Yu-Wen Chen1,2, Ph.D., Jann-Inn Tzeng3,4, M.S., M.D., Po-Ching Huang5, M.S., Ching-Hsia Hung5,*, Ph.D., Dong-Zi Shao6, Ph.D., and Jhi-Joung Wang2, M.D., Ph.D.
1 Department of Physical Therapy & Graduate Institute of Rehabilitation Science, China Medical University, Taichung, Taiwan
2 Department of Medical Research, Chi-Mei Medical Center, Tainan, Taiwan
3 Department of Food Sciences and Technology, Chia Nan University of Pharmacy and Science, Jen-Te, Tainan City, Taiwan
4 Department of Anesthesiology, Chi-Mei Medical Center, Yong Kang, Tainan City, Taiwan
5 Institute & Department of Physical Therapy, National Cheng Kung University, Tainan, Taiwan
6 Department of Cosmetics Application and Management, Chung Hwa University of Medical Technology, Tainan, Taiwan
*Corresponding author:
Ching-Hsia Hung, Ph.D.
National Cheng Kung University,
Institute & Department of Physical Therapy, No.1 Ta-Hsueh Road, Tainan, Taiwan Phone: 886-6-2353535 ext 5939 FAX: 886-6-2370411
Email: [email protected]
Abstract—We studied the mechanisms and impact of therapeutic ultrasound (TU)
against pain from nerve injury.

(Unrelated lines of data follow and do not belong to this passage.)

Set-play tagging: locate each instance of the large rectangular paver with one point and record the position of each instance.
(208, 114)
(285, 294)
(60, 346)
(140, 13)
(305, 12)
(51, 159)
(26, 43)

TU began on postoperative day 5 (POD5) and then daily for the next 22 days. Sensitivity to thermal and mechanical stimuli and the levels of neurokinin-1 receptor (NK-1R), substance P (SP), tumor necrosis factor α (TNF-α), and interleukin-6 (IL-6) in the sciatic nerve were examined. On POD7, chronic constriction injury (CCI) rats undergoing TU with the intensity of 1 W/cm2, but 0.25 or 0.5 W/cm2 showed an increase in mechanical withdrawal threshold and thermal withdrawal latency compared to the CCI group. Moreover, CCI rats exhibited an up- regulation of NK-1R, SP, TNF-α and IL-6 in the sciatic nerve on PODs 14 and 28, whereas TU inhibited their increased expression. The efficacy of TU is dependent on its ability to limit the up-regulation of SP, NK-1R, TNF-α and IL-6 around the injured sciatic nerve.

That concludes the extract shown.